Ancak Yılmaz’a göre Kılıçdaroğlu’nun bürokratlara uyarıda bulunurken 18 Ekim’i işaret edip "Bu tarihten itibaren durun” demesi yanlış. Durmuş Yılmaz, Erdoğan’ın da devletteki yolsuzluk soruşturmalarının derinleşmesi için Gülen yapılanmasıyla bağlantılı 17-25 Aralık operasyonlarını milat gösterdiğini hatırlatıyor. Yılmaz, “Bürokraside soruşturma için milat olmaz. Zaman aşımına uğramadıysa, ki genelde uğramıyor, hukuk dışı her iş soruşturma konusu edilir. Kılıçdaroğlu milat konusunda yaptığı hatayı düzeltir. Yargı, günü geldiğinde işini yaparken, siyasilerin milat değerlendirmesini hesaplamaz” çıkışını yapıyor.
"Hukuka uymak istisnai hale geldi”
Kamuoyu araştırmacısı İbrahim Uslu, AKP’nin iktidara geldiği 2002’den beri araştırmalar yaptıklarını ve genelde bu araştırmalarda bir seçim olması durumunda AKP’nin kazanacağını söyleyenlerin önde çıktığını hatırlatıyor.
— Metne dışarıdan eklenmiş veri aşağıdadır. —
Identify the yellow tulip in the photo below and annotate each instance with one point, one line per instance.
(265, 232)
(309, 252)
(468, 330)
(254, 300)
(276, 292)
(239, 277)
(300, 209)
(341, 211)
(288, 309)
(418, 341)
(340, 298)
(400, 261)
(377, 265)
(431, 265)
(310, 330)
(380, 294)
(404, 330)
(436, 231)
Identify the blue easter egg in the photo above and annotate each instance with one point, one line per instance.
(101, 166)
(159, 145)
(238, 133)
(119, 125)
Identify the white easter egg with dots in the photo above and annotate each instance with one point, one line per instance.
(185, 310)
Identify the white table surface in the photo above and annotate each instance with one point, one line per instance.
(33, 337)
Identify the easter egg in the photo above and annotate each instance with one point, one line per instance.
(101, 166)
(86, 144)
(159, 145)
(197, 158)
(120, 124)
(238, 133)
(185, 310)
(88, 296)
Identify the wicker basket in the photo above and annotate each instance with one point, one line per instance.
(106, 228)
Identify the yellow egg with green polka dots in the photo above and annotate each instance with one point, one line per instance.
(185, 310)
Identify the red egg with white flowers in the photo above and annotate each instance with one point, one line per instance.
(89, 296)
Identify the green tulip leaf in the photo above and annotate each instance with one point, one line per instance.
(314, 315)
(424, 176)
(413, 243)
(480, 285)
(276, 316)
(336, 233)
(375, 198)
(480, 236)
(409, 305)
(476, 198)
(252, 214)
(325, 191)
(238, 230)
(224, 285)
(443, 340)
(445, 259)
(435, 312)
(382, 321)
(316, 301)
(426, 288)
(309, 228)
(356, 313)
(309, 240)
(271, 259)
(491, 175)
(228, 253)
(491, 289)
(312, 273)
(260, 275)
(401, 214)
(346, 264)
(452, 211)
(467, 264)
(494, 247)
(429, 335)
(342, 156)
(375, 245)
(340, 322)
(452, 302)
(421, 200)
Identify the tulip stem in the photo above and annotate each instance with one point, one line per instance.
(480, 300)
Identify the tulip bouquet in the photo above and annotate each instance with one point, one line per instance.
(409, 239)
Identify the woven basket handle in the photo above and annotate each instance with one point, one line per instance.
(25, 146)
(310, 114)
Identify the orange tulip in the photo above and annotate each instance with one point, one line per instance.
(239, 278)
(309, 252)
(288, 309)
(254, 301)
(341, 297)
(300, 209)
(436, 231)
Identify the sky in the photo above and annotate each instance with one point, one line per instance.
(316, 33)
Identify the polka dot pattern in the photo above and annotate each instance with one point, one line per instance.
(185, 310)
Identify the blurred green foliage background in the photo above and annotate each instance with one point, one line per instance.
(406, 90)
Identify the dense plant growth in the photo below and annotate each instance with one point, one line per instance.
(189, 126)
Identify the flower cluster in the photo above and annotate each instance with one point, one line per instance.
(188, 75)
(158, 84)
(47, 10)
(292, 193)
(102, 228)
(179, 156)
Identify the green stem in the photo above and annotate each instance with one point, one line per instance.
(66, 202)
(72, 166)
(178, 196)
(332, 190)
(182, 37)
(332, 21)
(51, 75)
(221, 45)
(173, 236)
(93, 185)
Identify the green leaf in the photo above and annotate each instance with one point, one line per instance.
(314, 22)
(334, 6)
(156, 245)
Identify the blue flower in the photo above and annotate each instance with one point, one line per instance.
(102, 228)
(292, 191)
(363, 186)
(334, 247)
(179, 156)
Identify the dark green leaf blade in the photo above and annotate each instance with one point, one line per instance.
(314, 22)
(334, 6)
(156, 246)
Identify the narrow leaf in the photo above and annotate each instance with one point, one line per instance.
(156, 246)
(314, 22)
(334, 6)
Ancak, bu kez durum farklı. Uslu, “Son iki aydır yapılan tüm araştırmalarda seçim olsa muhalefet kazanır diyenlerin oranı, iktidar kazanır diyenlerden fazla. Muhalefet psikolojik üstünlüğü ele geçirdi. CHP’nin AKP’nin yönetim tarzını sabote ettiğini düşünen Erdoğan’ın tepkisi bu yüzden” sözleriyle iktidar ile muhalefet arasındaki bürokrasi polemiğinin daha da büyüyeceğine işaret ediyor.
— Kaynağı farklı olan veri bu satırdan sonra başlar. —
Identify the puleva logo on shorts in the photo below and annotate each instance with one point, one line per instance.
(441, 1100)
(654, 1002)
Uslu, Erdoğan’ın CHP’nin bürokrasiyle diyalog kurmasından rahatsız olmasına karşın CHP’nin bürokrasiyle diyaloğunu genişletme çabasını ortaya koyduğunu kamuoyu anketlerinin de gösterdiğini dile getirirken, “Türkiye’de hukuka uymak istisnai bir durum haline geldi. Bürokratlara hukuk prensibini hatırlatmak olay oldu. İşte; seçime kadar bu tartışma çok büyüyecek” öngörüsünde bulunuyor.
Kılıçdaroğlu hakkında suç duyurusu
Öte yandan Cumhurbaşkanı Erdoğan'ın avukatları, Kılıçdaroğlu'nun bürokratlarla ilgili açıklamasında Erdoğan'a hakaret içeren ifadelerin de yer aldığı gerekçesiyle suç duyurusunda bulundu. Ankara Cumhuriyet Başsavcılığına sunulan suç duyurusu dilekçesinde CHP Genel Başkanı Kemal Kılıçdaroğlu'nun, bürokratlarla ilgili sosyal medya üzerinden paylaştığı videoda, Cumhurbaşkanı Erdoğan'a yönelik hakaret içeren ifadelerin de yer aldığı belirtildi. Kılıçdaroğlu hakkında, 'Cumhurbaşkanına hakaret' suçundan işlem yapılması istendi.